Major European capitals have beefed up security over fears of terrorist attacks ahead of New Year festivities. Thousands of police and military personnel have been deployed to protect the civilians in Paris, Berlin, Brussels, Madrid and Rome among other European cities. On December 23, a terrorist affiliated to the Daesh Takfiri group rammed a truck into a Christmas market and killed dozens people.
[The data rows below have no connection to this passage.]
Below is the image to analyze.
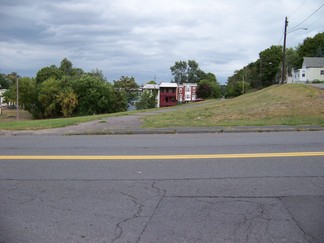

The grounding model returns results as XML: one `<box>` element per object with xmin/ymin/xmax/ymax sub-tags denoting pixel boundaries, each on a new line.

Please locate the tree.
<box><xmin>0</xmin><ymin>73</ymin><xmax>11</xmax><ymax>89</ymax></box>
<box><xmin>59</xmin><ymin>58</ymin><xmax>74</xmax><ymax>77</ymax></box>
<box><xmin>71</xmin><ymin>74</ymin><xmax>121</xmax><ymax>115</ymax></box>
<box><xmin>197</xmin><ymin>79</ymin><xmax>221</xmax><ymax>99</ymax></box>
<box><xmin>14</xmin><ymin>77</ymin><xmax>37</xmax><ymax>114</ymax></box>
<box><xmin>170</xmin><ymin>60</ymin><xmax>204</xmax><ymax>84</ymax></box>
<box><xmin>170</xmin><ymin>61</ymin><xmax>188</xmax><ymax>84</ymax></box>
<box><xmin>259</xmin><ymin>46</ymin><xmax>282</xmax><ymax>87</ymax></box>
<box><xmin>57</xmin><ymin>87</ymin><xmax>78</xmax><ymax>117</ymax></box>
<box><xmin>36</xmin><ymin>65</ymin><xmax>63</xmax><ymax>84</ymax></box>
<box><xmin>187</xmin><ymin>60</ymin><xmax>200</xmax><ymax>83</ymax></box>
<box><xmin>114</xmin><ymin>76</ymin><xmax>139</xmax><ymax>103</ymax></box>
<box><xmin>37</xmin><ymin>77</ymin><xmax>62</xmax><ymax>118</ymax></box>
<box><xmin>136</xmin><ymin>90</ymin><xmax>157</xmax><ymax>110</ymax></box>
<box><xmin>297</xmin><ymin>32</ymin><xmax>324</xmax><ymax>68</ymax></box>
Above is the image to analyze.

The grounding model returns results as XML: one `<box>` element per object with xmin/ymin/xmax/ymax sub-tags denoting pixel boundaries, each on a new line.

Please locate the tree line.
<box><xmin>0</xmin><ymin>58</ymin><xmax>138</xmax><ymax>119</ymax></box>
<box><xmin>225</xmin><ymin>32</ymin><xmax>324</xmax><ymax>97</ymax></box>
<box><xmin>0</xmin><ymin>58</ymin><xmax>221</xmax><ymax>119</ymax></box>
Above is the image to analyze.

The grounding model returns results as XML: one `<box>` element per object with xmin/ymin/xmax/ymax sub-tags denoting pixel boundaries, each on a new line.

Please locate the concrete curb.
<box><xmin>0</xmin><ymin>126</ymin><xmax>324</xmax><ymax>136</ymax></box>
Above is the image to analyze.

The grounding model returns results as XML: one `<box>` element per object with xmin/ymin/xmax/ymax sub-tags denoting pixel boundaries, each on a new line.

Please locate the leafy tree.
<box><xmin>197</xmin><ymin>79</ymin><xmax>221</xmax><ymax>99</ymax></box>
<box><xmin>297</xmin><ymin>32</ymin><xmax>324</xmax><ymax>68</ymax></box>
<box><xmin>188</xmin><ymin>60</ymin><xmax>200</xmax><ymax>83</ymax></box>
<box><xmin>112</xmin><ymin>89</ymin><xmax>128</xmax><ymax>112</ymax></box>
<box><xmin>36</xmin><ymin>65</ymin><xmax>63</xmax><ymax>84</ymax></box>
<box><xmin>59</xmin><ymin>58</ymin><xmax>74</xmax><ymax>77</ymax></box>
<box><xmin>285</xmin><ymin>48</ymin><xmax>300</xmax><ymax>74</ymax></box>
<box><xmin>0</xmin><ymin>73</ymin><xmax>11</xmax><ymax>89</ymax></box>
<box><xmin>38</xmin><ymin>77</ymin><xmax>62</xmax><ymax>118</ymax></box>
<box><xmin>114</xmin><ymin>76</ymin><xmax>139</xmax><ymax>103</ymax></box>
<box><xmin>14</xmin><ymin>77</ymin><xmax>37</xmax><ymax>114</ymax></box>
<box><xmin>136</xmin><ymin>90</ymin><xmax>157</xmax><ymax>110</ymax></box>
<box><xmin>170</xmin><ymin>60</ymin><xmax>204</xmax><ymax>84</ymax></box>
<box><xmin>170</xmin><ymin>61</ymin><xmax>188</xmax><ymax>84</ymax></box>
<box><xmin>71</xmin><ymin>74</ymin><xmax>115</xmax><ymax>115</ymax></box>
<box><xmin>57</xmin><ymin>87</ymin><xmax>78</xmax><ymax>117</ymax></box>
<box><xmin>259</xmin><ymin>46</ymin><xmax>282</xmax><ymax>87</ymax></box>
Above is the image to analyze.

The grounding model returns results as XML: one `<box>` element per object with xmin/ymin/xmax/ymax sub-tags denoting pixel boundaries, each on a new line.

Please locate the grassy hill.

French and Belgian capitals are among other European cities which witnessed Daesh terrorism in November 2015 and March 2016 respectively.
Ian Williams, a senior analyst at Foreign Policy in Focus from New York, says that the phenomenon of terrorism in Europe and the US has its roots in a joint venture by the US and Saudi Arabia to establish and nurture extremist groups like al-Qaeda.
“The origin of all of this (terrorist attacks) is the American-Saudi axis in Afghanistan many years ago,” Williams told Press TV on Friday night.
The United States and Saudi Arabia have “provided the weaponry and technology and the organizational ability for many of these [terrorist] groups for what they are doing now,” he said.
The analyst said terrorism in the US and Europe is a blowback on a huge scale, reminding that the late al-Qaeda leader, Osama bin Laden, was a Saudi who was working in Afghanistan with the CIA and others.
Williams touched on the US policy of ignoring Saudi attempt to support terrorism throughout the world, saying the Americans "tolerate Saudi cultivation of Wahhabi mosques and religious centers which are breeding grounds for this type of extremism.”
He also criticized the Western governments’ misuse of the threat of terrorism and extremism.
“Terrorism is a real threat but one always has to worry whether the authorities in Western countries sometimes manipulate the degree of the terrorism threat up or down to get political result.”
Williams further ruled out the allegation that the West is a major victim of terrorism, noting that according to the US State Department, the top 10 countries which are victims of terrorism are not in Europe, but in places like Afghanistan, India, Pakistan and Nigeria.
He compared the aftermath of terrorism and road accidents, saying the menace of terrorism is not as big a threat as being highlighted “statistically and emotionally.”
“The US alone is 10 times as many people die of road accidents every year as die of terrorism worldwide,” he said.
The West has been gripped by a surge in deadly terror attacks over the past few years, which according to many observers, stem from the wrong policies it adopted towards terrorism in the Middle East and North Africa.